D&D General Experience Matters - The benefits of XP


log in or register to remove this ad

It is really weird seeing experience both touted as 'free will' but also a tool for operant conditioning.
It doesn't really have anything to do with "free will" in my view. That was brought up by you in one post upthread, and someone else later as a way to describe what they see as a difference between milestone XP and standard XP.

It does have an effect on what decisions players make in my experience, but I don't see anything wrong with that. Lots of factors go into their decision making and this is just one. Do we fight the monster along our path for XP or go the long way to avoid it because we're low on resources? Do we pursue this quest worth a small amount of milestone XP or this other, more dangerous one that has a bigger payoff?
 

And that is where people start to apply it so broadly it loses all meaning to the point of some really ridiculous definitions that were recently thrown around in another thread. It's not a rail - it's a plot. It's railroading - which is by definition bad - when the players are seemingly offered a false choice to follow the plot or not follow the plot and their "choice" leads them always back to the plot. If instead I say, this adventure involves a specific plot, the game we're playing involves following said plot, you get XP or levels by staying on it (milestone XP or story-based advancement, respectively), and you agree, then there's no railroading going on where following the plot is concerned.
No. That term has been in common usage in a non-pejorative sense for years in gaming. You are entitled to your own opinion, but not your own facts.

You are conflating it with the idiom “to railroad,” or to frame or set up someone. They are not the same thing. When a game is on a rail it means that the plot is largely predetermined. It is derived from amusement park rail shooters, then FPS video games where the game largely controlled movement, then was used more broadly in games such as World of Warcraft for tightly scripted quest lines, and similarly in TTRPGs.
 
Last edited:

No. That term has been in common usage in a non-pejorative sense for years in gaming. You are entitled to your own opinion, but not your own facts.
Oh, I'm aware of its use. I just find it leads to all sorts of confusion. Look no further than these forums to see it in action. This very thread even. Definitions should serve to clarify in my view, not obfuscate.
 



You appear to reference that here, where you put XP and free will in opposition ("vs") in some sense.
That was talking about how players being able to get XP independently means it's not actually a controllable process.
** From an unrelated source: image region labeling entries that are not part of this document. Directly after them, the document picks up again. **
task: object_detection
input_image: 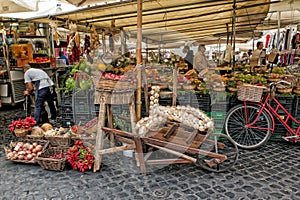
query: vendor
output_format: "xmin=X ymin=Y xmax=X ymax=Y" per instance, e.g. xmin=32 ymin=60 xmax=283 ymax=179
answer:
xmin=250 ymin=41 xmax=264 ymax=66
xmin=194 ymin=44 xmax=212 ymax=78
xmin=182 ymin=46 xmax=194 ymax=70
xmin=23 ymin=64 xmax=56 ymax=125
xmin=0 ymin=62 xmax=4 ymax=108
xmin=58 ymin=51 xmax=70 ymax=65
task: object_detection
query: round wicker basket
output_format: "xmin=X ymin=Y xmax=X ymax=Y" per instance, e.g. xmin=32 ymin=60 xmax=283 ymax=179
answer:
xmin=277 ymin=88 xmax=293 ymax=94
xmin=227 ymin=87 xmax=238 ymax=92
xmin=14 ymin=128 xmax=29 ymax=137
xmin=293 ymin=89 xmax=300 ymax=94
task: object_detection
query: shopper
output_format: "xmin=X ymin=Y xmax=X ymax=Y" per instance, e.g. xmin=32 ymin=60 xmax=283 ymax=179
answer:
xmin=182 ymin=46 xmax=194 ymax=70
xmin=194 ymin=44 xmax=210 ymax=78
xmin=23 ymin=64 xmax=56 ymax=125
xmin=58 ymin=51 xmax=70 ymax=65
xmin=251 ymin=41 xmax=264 ymax=66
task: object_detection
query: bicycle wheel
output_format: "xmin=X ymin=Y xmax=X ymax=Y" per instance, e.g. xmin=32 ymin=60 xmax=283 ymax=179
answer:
xmin=225 ymin=104 xmax=272 ymax=149
xmin=196 ymin=133 xmax=239 ymax=172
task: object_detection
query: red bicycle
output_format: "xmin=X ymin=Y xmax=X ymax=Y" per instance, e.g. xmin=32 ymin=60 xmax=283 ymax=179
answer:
xmin=224 ymin=80 xmax=300 ymax=149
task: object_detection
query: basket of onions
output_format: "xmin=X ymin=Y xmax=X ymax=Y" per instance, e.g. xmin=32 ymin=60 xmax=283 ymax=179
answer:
xmin=4 ymin=139 xmax=49 ymax=163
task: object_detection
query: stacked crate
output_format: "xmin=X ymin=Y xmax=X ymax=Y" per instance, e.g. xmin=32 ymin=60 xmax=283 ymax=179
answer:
xmin=292 ymin=95 xmax=300 ymax=129
xmin=190 ymin=93 xmax=211 ymax=112
xmin=72 ymin=90 xmax=96 ymax=125
xmin=60 ymin=93 xmax=74 ymax=127
xmin=210 ymin=92 xmax=229 ymax=132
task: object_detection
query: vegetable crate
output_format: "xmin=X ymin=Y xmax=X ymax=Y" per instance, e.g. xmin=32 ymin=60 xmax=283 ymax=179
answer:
xmin=36 ymin=147 xmax=69 ymax=171
xmin=4 ymin=139 xmax=49 ymax=164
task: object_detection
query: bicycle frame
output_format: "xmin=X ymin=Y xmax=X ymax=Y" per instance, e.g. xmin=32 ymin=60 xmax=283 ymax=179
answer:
xmin=243 ymin=93 xmax=300 ymax=138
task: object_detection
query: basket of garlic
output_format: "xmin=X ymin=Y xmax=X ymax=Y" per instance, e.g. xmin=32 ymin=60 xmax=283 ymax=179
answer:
xmin=4 ymin=139 xmax=49 ymax=163
xmin=44 ymin=127 xmax=71 ymax=147
xmin=136 ymin=86 xmax=214 ymax=137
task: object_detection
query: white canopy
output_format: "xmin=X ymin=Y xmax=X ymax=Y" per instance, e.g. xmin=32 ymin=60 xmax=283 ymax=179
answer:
xmin=0 ymin=0 xmax=38 ymax=14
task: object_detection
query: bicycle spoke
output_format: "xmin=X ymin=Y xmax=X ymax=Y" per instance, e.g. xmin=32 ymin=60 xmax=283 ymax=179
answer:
xmin=225 ymin=105 xmax=271 ymax=149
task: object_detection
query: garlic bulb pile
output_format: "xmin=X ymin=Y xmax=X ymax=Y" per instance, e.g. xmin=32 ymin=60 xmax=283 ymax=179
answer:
xmin=136 ymin=86 xmax=214 ymax=136
xmin=150 ymin=86 xmax=160 ymax=111
xmin=90 ymin=25 xmax=100 ymax=49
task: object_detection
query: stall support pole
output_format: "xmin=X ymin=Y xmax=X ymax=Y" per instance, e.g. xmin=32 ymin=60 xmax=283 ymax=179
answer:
xmin=226 ymin=23 xmax=229 ymax=44
xmin=232 ymin=0 xmax=236 ymax=69
xmin=120 ymin=28 xmax=126 ymax=55
xmin=276 ymin=11 xmax=281 ymax=50
xmin=136 ymin=0 xmax=143 ymax=121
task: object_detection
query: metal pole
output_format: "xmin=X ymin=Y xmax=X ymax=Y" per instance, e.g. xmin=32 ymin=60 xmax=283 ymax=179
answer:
xmin=136 ymin=0 xmax=143 ymax=121
xmin=276 ymin=11 xmax=281 ymax=50
xmin=120 ymin=28 xmax=126 ymax=56
xmin=226 ymin=23 xmax=229 ymax=44
xmin=232 ymin=0 xmax=236 ymax=69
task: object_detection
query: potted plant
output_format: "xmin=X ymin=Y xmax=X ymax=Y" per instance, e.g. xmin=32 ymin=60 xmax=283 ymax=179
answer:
xmin=68 ymin=140 xmax=95 ymax=173
xmin=226 ymin=80 xmax=237 ymax=92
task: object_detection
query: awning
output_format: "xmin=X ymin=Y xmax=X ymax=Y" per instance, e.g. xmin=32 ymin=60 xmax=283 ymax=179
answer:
xmin=65 ymin=0 xmax=107 ymax=7
xmin=0 ymin=0 xmax=38 ymax=14
xmin=25 ymin=0 xmax=274 ymax=44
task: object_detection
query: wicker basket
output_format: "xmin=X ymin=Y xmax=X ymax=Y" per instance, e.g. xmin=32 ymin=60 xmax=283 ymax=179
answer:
xmin=28 ymin=62 xmax=51 ymax=68
xmin=213 ymin=87 xmax=225 ymax=92
xmin=277 ymin=88 xmax=293 ymax=94
xmin=237 ymin=84 xmax=265 ymax=102
xmin=96 ymin=79 xmax=135 ymax=90
xmin=14 ymin=128 xmax=30 ymax=137
xmin=6 ymin=139 xmax=49 ymax=164
xmin=227 ymin=87 xmax=238 ymax=92
xmin=293 ymin=89 xmax=300 ymax=94
xmin=45 ymin=136 xmax=71 ymax=147
xmin=35 ymin=147 xmax=69 ymax=171
xmin=182 ymin=85 xmax=197 ymax=90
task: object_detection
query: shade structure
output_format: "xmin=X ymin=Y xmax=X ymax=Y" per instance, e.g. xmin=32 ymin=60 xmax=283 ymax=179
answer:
xmin=0 ymin=0 xmax=38 ymax=14
xmin=65 ymin=0 xmax=112 ymax=7
xmin=24 ymin=0 xmax=276 ymax=44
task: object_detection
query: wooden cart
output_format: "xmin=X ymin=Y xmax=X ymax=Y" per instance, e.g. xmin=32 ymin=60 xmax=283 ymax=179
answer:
xmin=94 ymin=65 xmax=238 ymax=174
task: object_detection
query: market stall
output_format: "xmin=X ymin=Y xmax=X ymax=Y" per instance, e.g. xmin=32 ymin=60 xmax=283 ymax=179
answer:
xmin=2 ymin=1 xmax=299 ymax=173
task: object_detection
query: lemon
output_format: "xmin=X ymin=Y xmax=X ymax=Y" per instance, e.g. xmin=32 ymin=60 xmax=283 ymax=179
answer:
xmin=98 ymin=63 xmax=106 ymax=71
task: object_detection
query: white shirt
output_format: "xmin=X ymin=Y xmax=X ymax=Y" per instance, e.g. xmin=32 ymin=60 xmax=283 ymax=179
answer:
xmin=24 ymin=68 xmax=54 ymax=90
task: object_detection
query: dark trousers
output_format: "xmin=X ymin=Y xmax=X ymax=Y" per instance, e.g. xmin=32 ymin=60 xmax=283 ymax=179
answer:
xmin=34 ymin=87 xmax=56 ymax=124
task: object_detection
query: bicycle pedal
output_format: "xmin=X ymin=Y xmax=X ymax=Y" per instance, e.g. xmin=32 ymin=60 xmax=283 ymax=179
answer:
xmin=204 ymin=158 xmax=221 ymax=167
xmin=282 ymin=135 xmax=299 ymax=141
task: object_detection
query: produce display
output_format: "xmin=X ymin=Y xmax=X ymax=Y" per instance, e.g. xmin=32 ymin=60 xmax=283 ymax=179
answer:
xmin=31 ymin=57 xmax=51 ymax=63
xmin=4 ymin=141 xmax=44 ymax=162
xmin=90 ymin=26 xmax=100 ymax=50
xmin=136 ymin=86 xmax=214 ymax=136
xmin=68 ymin=140 xmax=95 ymax=172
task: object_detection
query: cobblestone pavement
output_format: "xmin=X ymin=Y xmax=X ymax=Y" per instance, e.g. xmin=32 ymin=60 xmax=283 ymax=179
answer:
xmin=0 ymin=104 xmax=300 ymax=200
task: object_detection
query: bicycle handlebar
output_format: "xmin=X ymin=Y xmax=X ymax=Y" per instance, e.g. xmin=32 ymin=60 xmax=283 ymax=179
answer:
xmin=270 ymin=80 xmax=292 ymax=88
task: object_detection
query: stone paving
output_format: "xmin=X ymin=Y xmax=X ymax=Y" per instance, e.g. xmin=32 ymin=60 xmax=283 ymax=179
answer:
xmin=0 ymin=104 xmax=300 ymax=200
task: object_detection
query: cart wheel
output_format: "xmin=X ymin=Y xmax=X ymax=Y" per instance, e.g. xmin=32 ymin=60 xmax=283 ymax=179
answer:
xmin=196 ymin=133 xmax=238 ymax=172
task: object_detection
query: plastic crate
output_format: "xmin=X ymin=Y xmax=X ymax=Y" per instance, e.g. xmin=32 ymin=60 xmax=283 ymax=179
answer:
xmin=211 ymin=102 xmax=229 ymax=112
xmin=210 ymin=111 xmax=226 ymax=120
xmin=61 ymin=118 xmax=75 ymax=128
xmin=293 ymin=96 xmax=300 ymax=116
xmin=158 ymin=98 xmax=172 ymax=106
xmin=228 ymin=95 xmax=241 ymax=109
xmin=74 ymin=114 xmax=92 ymax=124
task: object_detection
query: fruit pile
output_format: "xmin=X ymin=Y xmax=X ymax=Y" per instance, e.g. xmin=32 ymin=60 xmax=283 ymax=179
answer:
xmin=49 ymin=152 xmax=67 ymax=160
xmin=31 ymin=57 xmax=51 ymax=63
xmin=4 ymin=142 xmax=43 ymax=161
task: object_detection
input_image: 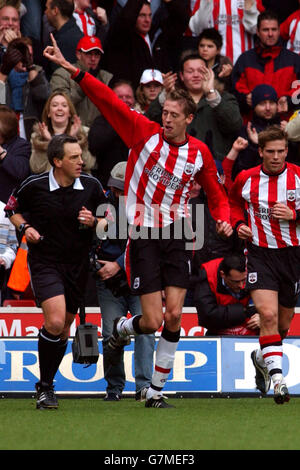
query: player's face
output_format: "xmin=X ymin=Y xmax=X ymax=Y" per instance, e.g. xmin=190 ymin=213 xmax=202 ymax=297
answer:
xmin=220 ymin=269 xmax=247 ymax=293
xmin=135 ymin=5 xmax=152 ymax=35
xmin=257 ymin=20 xmax=280 ymax=47
xmin=76 ymin=49 xmax=101 ymax=70
xmin=162 ymin=100 xmax=193 ymax=143
xmin=0 ymin=6 xmax=20 ymax=32
xmin=255 ymin=100 xmax=277 ymax=119
xmin=258 ymin=140 xmax=288 ymax=174
xmin=180 ymin=59 xmax=205 ymax=93
xmin=76 ymin=0 xmax=91 ymax=10
xmin=55 ymin=143 xmax=83 ymax=182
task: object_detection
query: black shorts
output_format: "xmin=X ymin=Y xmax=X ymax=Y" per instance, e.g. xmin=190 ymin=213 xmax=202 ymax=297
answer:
xmin=28 ymin=256 xmax=89 ymax=315
xmin=246 ymin=245 xmax=300 ymax=308
xmin=126 ymin=224 xmax=192 ymax=295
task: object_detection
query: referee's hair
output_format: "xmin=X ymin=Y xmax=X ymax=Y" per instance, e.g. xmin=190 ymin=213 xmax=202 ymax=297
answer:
xmin=219 ymin=253 xmax=246 ymax=276
xmin=47 ymin=134 xmax=78 ymax=167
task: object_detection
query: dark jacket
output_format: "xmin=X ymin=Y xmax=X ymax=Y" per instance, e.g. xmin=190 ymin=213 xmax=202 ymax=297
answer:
xmin=0 ymin=136 xmax=31 ymax=203
xmin=102 ymin=0 xmax=189 ymax=89
xmin=232 ymin=42 xmax=300 ymax=113
xmin=194 ymin=259 xmax=253 ymax=335
xmin=47 ymin=17 xmax=84 ymax=79
xmin=88 ymin=116 xmax=128 ymax=188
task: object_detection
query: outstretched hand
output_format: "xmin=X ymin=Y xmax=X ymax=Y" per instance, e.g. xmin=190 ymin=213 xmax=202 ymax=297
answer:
xmin=43 ymin=33 xmax=77 ymax=73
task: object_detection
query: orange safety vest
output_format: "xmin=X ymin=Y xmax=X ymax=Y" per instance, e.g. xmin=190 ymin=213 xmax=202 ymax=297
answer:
xmin=7 ymin=236 xmax=30 ymax=292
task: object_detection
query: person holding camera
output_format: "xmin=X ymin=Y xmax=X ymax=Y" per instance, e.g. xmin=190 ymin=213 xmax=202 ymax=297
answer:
xmin=94 ymin=162 xmax=155 ymax=401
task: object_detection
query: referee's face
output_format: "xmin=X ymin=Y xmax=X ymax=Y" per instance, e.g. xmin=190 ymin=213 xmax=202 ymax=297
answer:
xmin=54 ymin=143 xmax=83 ymax=183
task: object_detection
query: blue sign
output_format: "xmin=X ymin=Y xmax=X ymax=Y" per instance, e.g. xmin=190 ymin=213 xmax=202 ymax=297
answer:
xmin=0 ymin=338 xmax=221 ymax=394
xmin=221 ymin=336 xmax=300 ymax=395
xmin=0 ymin=337 xmax=300 ymax=395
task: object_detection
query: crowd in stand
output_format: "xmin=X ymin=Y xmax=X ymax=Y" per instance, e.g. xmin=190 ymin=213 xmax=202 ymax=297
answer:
xmin=0 ymin=0 xmax=300 ymax=320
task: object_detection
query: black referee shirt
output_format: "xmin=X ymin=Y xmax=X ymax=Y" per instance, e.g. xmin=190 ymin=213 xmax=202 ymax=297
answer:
xmin=15 ymin=169 xmax=107 ymax=263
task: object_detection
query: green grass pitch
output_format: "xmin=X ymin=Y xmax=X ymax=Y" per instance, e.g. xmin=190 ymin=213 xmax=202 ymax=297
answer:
xmin=0 ymin=397 xmax=300 ymax=450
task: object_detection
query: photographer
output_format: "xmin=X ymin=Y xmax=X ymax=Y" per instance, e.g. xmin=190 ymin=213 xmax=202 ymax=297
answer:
xmin=94 ymin=162 xmax=155 ymax=401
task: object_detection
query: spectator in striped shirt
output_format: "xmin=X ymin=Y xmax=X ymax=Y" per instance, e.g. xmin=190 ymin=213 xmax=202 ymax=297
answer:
xmin=189 ymin=0 xmax=264 ymax=63
xmin=230 ymin=126 xmax=300 ymax=404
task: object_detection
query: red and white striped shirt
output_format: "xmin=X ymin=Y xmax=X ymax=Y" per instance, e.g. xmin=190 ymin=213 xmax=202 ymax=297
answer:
xmin=280 ymin=10 xmax=300 ymax=54
xmin=189 ymin=0 xmax=264 ymax=63
xmin=73 ymin=10 xmax=96 ymax=36
xmin=74 ymin=73 xmax=230 ymax=227
xmin=230 ymin=163 xmax=300 ymax=248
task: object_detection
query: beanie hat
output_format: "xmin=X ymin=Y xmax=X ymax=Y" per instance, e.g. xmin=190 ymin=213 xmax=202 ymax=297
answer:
xmin=252 ymin=84 xmax=278 ymax=108
xmin=107 ymin=162 xmax=127 ymax=191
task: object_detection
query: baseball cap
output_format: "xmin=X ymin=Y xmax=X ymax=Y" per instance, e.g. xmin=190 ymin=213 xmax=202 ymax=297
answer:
xmin=107 ymin=162 xmax=127 ymax=191
xmin=252 ymin=84 xmax=278 ymax=108
xmin=140 ymin=69 xmax=164 ymax=85
xmin=76 ymin=36 xmax=104 ymax=54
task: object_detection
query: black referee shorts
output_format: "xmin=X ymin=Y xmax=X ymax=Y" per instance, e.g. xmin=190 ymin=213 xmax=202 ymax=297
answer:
xmin=28 ymin=256 xmax=89 ymax=315
xmin=246 ymin=245 xmax=300 ymax=308
xmin=126 ymin=224 xmax=191 ymax=295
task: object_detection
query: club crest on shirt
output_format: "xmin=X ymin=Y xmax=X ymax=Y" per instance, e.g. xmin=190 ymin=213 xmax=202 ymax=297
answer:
xmin=184 ymin=163 xmax=195 ymax=175
xmin=286 ymin=189 xmax=296 ymax=202
xmin=248 ymin=273 xmax=257 ymax=284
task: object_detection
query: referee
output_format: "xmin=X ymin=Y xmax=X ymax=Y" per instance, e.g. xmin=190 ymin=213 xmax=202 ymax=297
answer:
xmin=44 ymin=35 xmax=232 ymax=408
xmin=6 ymin=134 xmax=106 ymax=409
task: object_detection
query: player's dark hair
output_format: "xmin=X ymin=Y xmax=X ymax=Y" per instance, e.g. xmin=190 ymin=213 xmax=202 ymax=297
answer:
xmin=258 ymin=125 xmax=288 ymax=149
xmin=47 ymin=134 xmax=78 ymax=167
xmin=198 ymin=28 xmax=223 ymax=49
xmin=219 ymin=254 xmax=246 ymax=276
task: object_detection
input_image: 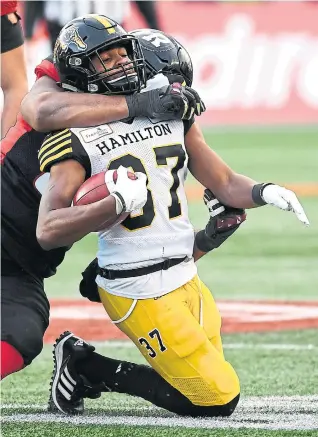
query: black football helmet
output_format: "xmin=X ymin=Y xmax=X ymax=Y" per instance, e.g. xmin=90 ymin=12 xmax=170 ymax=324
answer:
xmin=130 ymin=29 xmax=193 ymax=86
xmin=53 ymin=14 xmax=146 ymax=95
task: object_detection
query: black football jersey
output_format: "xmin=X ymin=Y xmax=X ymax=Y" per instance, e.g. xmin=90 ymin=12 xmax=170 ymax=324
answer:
xmin=1 ymin=130 xmax=68 ymax=278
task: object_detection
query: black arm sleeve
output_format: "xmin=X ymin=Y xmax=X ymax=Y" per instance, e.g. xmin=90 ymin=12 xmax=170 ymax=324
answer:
xmin=183 ymin=117 xmax=195 ymax=136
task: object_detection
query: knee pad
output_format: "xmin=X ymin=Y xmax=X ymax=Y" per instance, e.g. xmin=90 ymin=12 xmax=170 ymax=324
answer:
xmin=1 ymin=306 xmax=48 ymax=366
xmin=174 ymin=394 xmax=240 ymax=417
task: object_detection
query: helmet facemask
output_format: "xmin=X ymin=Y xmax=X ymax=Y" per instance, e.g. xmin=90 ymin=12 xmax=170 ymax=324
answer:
xmin=69 ymin=35 xmax=146 ymax=95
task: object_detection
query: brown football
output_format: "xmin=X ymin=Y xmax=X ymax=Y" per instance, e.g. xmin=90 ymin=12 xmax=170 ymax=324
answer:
xmin=73 ymin=170 xmax=136 ymax=231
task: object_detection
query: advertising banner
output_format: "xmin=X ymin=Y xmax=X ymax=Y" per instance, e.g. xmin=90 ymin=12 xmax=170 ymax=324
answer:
xmin=126 ymin=1 xmax=318 ymax=125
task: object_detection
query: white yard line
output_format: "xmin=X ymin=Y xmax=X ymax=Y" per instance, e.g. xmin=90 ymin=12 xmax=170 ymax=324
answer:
xmin=91 ymin=340 xmax=318 ymax=351
xmin=1 ymin=395 xmax=318 ymax=430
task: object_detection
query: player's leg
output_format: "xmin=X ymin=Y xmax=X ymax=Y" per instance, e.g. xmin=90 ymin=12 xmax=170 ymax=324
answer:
xmin=191 ymin=277 xmax=224 ymax=357
xmin=1 ymin=273 xmax=49 ymax=378
xmin=52 ymin=280 xmax=239 ymax=417
xmin=101 ymin=277 xmax=240 ymax=406
xmin=1 ymin=13 xmax=28 ymax=138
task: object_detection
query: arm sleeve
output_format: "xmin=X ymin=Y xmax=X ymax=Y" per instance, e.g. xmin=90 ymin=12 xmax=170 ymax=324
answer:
xmin=38 ymin=129 xmax=91 ymax=178
xmin=183 ymin=117 xmax=195 ymax=136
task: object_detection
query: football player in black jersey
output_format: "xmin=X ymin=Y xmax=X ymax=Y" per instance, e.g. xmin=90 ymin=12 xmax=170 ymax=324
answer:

I should have said 'vis a vis', not 'vs'. I wasn't suggesting it was opposed to it. How a lot of people try to use it to 'train' players however...
 


How do players "get XP independently" when, per the rules, the DM is the one who decides how and when XP is earned?
By... doing things the DM didn't expect? I feel like we've already been over this. Not being snarky, we did, right?

Which people are those? What are they training them to do?
Look at all the talk of incentivizing and encouraging certain behaviors. That's operant conditioning. That's training.
 

By... doing things the DM didn't expect? I feel like we've already been over this. Not being snarky, we did, right?
I'm not sure I understand. Can you explain what you mean?

Look at all the talk of incentivizing and encouraging certain behaviors. That's operant conditioning. That's training.
I think rather it's just doing what the rules say to do when playing the game. It has the add-on effect of incentivizing players to do certain things, such as boldly confronting deadly perils in worlds of swords and sorcery, which in turn is (hopefully) fun and creates an exciting, memorable story. That is what the game is about. If the DM wants to deviate from that model and give out XP for other things, they can. Say the DM wants to encourage the players to have their characters sit around taverns posturing and opining on their secret 8-page backstories, they can do worse than give them XP when they do that. (Inspiration is also a fine choice.)

That said, while it incentivizes them to do certain things, there are often competing priorities. Resource limitations or concerns, personal characteristics, and many other things can come into play when deciding what to do. This is what in my experience makes the decision making process meaningful and engaging.